A New Control Strategy for Active and Reactive Power Control of Three-Level VSC Based HVDC System

ABSTRACT

This paper displays another control procedure no doubt and receptive power control of three-level multipulse voltage source converter based High Voltage DC (HVDC) transmission framework working at Fundamental Frequency Switching (FFS). A three-level voltage source converter replaces the regular two-level VSC and it is intended for the genuine and responsive power control is each of the four quadrants task. Another control strategy is produced for accomplishing the receptive power control by changing the beat width and by keeping the dc connect voltage consistent.
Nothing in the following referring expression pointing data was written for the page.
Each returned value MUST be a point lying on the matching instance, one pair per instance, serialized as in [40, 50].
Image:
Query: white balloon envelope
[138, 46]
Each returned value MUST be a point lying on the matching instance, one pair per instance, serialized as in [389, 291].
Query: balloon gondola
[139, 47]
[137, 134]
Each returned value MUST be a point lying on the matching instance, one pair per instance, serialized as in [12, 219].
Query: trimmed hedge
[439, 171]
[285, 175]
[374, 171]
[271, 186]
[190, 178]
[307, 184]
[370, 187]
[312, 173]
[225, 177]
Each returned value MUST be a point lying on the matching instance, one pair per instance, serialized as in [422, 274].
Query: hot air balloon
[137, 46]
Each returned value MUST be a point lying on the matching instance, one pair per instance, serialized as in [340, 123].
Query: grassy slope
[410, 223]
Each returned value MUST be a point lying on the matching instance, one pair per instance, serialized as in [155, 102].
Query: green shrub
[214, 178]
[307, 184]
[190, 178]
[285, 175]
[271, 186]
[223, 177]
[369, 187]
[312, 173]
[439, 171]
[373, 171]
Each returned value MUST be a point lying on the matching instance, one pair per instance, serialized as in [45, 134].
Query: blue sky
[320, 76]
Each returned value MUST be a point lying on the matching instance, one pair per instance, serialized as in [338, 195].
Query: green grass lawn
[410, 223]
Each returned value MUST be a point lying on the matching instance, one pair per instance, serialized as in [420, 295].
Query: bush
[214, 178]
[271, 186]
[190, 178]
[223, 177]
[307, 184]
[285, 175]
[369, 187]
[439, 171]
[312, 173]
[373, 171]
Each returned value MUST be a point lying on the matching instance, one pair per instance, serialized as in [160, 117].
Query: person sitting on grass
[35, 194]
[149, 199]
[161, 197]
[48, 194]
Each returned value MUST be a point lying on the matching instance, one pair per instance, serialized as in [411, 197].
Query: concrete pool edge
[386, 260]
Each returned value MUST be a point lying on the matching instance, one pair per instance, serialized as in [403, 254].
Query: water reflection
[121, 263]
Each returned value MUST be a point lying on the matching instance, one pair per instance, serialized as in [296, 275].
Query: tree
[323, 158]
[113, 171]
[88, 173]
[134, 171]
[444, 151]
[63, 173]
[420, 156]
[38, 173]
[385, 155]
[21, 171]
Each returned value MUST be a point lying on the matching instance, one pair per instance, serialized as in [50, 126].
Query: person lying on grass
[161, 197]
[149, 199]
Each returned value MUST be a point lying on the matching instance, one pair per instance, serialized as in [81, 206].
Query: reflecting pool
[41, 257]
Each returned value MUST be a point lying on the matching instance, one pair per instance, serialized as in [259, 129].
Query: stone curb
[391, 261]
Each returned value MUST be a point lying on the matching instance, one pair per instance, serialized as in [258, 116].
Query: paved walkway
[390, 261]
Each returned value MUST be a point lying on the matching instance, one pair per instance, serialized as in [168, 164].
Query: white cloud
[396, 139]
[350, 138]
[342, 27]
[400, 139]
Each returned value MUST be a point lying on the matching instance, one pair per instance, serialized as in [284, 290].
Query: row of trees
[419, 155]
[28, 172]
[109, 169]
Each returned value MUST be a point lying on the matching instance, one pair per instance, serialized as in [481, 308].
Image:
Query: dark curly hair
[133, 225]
The enduring state and dynamic exhibitions of HVDC framework interconnecting two unique frequencies arrange are shown for dynamic and responsive forces control. Complete quantities of transformers utilized in the framework are decreased in contrast with two dimension VSCs. The execution of the HVDC framework is likewise enhanced as far as decreased music level even at essential recurrence exchanging.

 

BLOCK DIAGRAM: 1

Fig. 1 A three-level 24-Pulse voltage source converter based HVDC system

 CONTROL SCHEME

2

Fig. 2 Control scheme of three-level VSC based HVDC system using dynamic dead angle (β) Control

EXPECTED SIMULATION RESULTS

3

Fig. 3 Performance of rectifier station during simultaneous real and reactive power control of three-level 24-pulse VSC based HVDC system

4

Fig. 4 Performance of inverter station during simultaneous real and reactive power control of three-level 24-pulse VSC based HVDC system

5

Fig. 5 Variation of angles (δ) and (β) values of three-level 24-pulse VSC based HVDC system during simultaneous real and reactive power control

CONCLUSION

Another control technique for three-level 24-beat voltage source converter setup has been intended for HVDC framework. The execution of this 24-beat VSC based HVDC framework utilizing the control technique has been exhibited in dynamic power control in bidirectional, free control of the receptive power and power quality enhancement. Another powerful dead point (β) control has been presented for three-level voltage source converter working at crucial recurrence exchanging. In this control the HVDC framework activity is effectively exhibited and furthermore an examination of (β) esteem for different responsive power necessity and symphonious execution has been completed in detail. In this way, the determination of converter task locale is progressively adaptable as indicated by the necessity of the responsive power and power quality.